Posted June 01, 2015 - 11:03 AM

#9

IIRC the CRF is a 96mm bore

  • alping45

Posted June 01, 2015 - 01:45 PM

#10

I just got the wiseco piston, it measures at 3.737", and the box recommends .003" piston to bore clearance, which would be dead on with a stock 95mm bore at 3.740". So with my bore running at 3.742" at its largest point, this gives me .005" clearance. Am I going to have issues? The service manual also shows a limit of .004" clearance...

Edited by alping45, June 01, 2015 - 02:11 PM.


  • alping45

Posted June 01, 2015 - 02:16 PM

#11

I'm considering sending the jug off to Powerseal to strip, replate and hone/fit to piston for $184. Would this be worth while and or neccessary at this point? Are there any cheaper alternatives?

  • grayracer513

Posted June 01, 2015 - 02:42 PM

#12

.003" is pretty loose, if you ask me.  That would explain the noise those make, perhaps.  Yamaha's manual calls for from .0016 to .0026" with the OEM forged piston, and their pistons run from 3.738-3.739". 

 

Your cylinder is pretty close to tolerance limits as it is.  If it were me, I would have the bore replated to specs, and use a different piston.



  • alping45

Posted June 03, 2015 - 05:01 AM

#13

After having the shop hone the cylinder, I can now see many spots of scouring and light gouges in the bore. I am definitley sending it out to Poweseal be replated and fit to piston. I already have the Wiseco piston, so I'm sticking with that. Would it be safe to have the clearance fit tighter than wiseco's recommended .003"? Powerseal said they will fit it tighter but will not warranty against seizure.

  • grayracer513

Posted June 03, 2015 - 07:03 AM

#14

No, it won't be safe to use anything other than the manufacturer's recommended clearance.  The alloy they're using is probably less resistant to thermal expansion than others, so the need the extra clearance.



  • alping45

Posted June 03, 2015 - 08:41 AM

#15

I tried a little experiment to compare thermal expsansion, not sure how conclusive it is but here's what I did: I had 3 pistons, the new wiseco, the old vertex piston I removed from the 426, and also an old factory piston from a CRF450r.I mic'd them all at room temp and recorded the results. Then I threw each piston in a pot of boiling water for about 5 mins and mic'd each one immediately after taking them out. Every piston expanded almost exactly .005", within a few tenths. I wish I could have included a factory YZ426 piston in the test, but this atleast tells me that the wiseco doesn't expand any more than the other 2 pistons.
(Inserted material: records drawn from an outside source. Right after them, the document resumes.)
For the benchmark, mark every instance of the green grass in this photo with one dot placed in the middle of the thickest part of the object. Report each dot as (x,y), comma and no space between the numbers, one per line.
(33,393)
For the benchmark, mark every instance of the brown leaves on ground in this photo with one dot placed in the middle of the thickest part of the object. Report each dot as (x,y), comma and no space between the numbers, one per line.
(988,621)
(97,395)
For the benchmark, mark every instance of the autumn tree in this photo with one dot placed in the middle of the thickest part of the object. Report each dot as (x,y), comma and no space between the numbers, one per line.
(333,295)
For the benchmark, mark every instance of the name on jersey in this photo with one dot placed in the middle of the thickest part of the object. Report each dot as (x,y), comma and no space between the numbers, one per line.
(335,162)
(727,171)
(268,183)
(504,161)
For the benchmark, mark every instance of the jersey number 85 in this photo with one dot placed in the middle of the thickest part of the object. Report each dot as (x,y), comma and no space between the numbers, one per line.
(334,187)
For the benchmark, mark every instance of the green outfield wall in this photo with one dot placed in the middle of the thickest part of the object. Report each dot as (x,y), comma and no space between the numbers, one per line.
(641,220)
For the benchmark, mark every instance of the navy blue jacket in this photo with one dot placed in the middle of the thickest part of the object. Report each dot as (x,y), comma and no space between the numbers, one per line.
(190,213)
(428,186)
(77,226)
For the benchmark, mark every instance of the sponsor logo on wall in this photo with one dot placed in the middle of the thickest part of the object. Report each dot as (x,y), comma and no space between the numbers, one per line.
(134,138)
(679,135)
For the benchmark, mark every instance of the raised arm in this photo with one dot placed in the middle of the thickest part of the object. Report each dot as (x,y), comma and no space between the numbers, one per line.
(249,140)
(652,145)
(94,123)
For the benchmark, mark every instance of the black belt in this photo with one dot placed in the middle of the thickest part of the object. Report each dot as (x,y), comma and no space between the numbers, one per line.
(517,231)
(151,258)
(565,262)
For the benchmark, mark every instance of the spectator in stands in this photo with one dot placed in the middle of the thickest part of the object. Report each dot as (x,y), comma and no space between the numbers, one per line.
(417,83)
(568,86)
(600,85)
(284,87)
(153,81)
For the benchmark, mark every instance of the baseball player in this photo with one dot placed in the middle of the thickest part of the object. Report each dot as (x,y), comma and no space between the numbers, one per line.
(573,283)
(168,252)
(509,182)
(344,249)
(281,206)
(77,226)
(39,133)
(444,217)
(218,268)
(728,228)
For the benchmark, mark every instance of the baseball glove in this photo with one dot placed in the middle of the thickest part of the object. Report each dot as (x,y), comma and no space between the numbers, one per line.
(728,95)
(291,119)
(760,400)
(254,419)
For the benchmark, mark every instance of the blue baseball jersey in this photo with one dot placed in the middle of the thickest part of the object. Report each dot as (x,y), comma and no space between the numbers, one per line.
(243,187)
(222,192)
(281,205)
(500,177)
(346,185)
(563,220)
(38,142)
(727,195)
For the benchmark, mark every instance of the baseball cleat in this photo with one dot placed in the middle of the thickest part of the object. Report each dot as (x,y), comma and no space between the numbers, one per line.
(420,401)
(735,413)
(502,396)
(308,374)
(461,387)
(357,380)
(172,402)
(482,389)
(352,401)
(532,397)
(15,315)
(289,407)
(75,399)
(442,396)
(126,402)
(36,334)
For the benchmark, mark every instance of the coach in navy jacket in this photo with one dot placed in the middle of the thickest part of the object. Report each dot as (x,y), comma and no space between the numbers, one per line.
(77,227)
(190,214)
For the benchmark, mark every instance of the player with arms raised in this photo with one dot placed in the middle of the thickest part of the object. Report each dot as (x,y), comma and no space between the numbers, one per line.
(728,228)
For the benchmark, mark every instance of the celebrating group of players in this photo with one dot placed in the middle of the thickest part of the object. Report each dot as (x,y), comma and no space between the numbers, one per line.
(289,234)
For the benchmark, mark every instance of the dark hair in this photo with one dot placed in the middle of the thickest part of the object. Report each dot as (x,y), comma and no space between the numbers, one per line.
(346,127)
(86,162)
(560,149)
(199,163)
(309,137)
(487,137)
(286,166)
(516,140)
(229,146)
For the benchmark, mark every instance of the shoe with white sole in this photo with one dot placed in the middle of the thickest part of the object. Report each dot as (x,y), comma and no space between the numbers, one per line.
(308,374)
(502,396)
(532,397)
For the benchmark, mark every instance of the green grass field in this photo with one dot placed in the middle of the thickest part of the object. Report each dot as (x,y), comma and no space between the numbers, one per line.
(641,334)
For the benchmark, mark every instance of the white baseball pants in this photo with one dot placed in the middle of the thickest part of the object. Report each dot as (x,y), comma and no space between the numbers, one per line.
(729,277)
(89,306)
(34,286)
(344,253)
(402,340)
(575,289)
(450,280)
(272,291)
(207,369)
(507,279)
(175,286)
However the rate at which they expand could be different. From what I've read, as a forged piston is more dense than cast, the expansion rate is faster and could possibly expand before the cylinder has enough time to heat up and expand. I suppose I could try boiling them for shorter, pricisely controlled amouts of time and check the results to see if the differ.

  • grayracer513

Posted June 03, 2015 - 08:49 AM

#16

Since all pistons for a WR, including OEM, are forged, the mention of cast pistons has no bearing on the matter. 

 

212 ℉ is not very warm for a piston, either, since nominal crown temperatures run closer to 450-500 ℉ in operation, cooled mostly by the vaporization of incoming fuel.



  • alping45

Posted June 03, 2015 - 09:09 AM

#17

Hmm good info. Maybe if I get bored I'll throw em in my heat treat oven at 450f and cook em for a few mins each and perform the same test.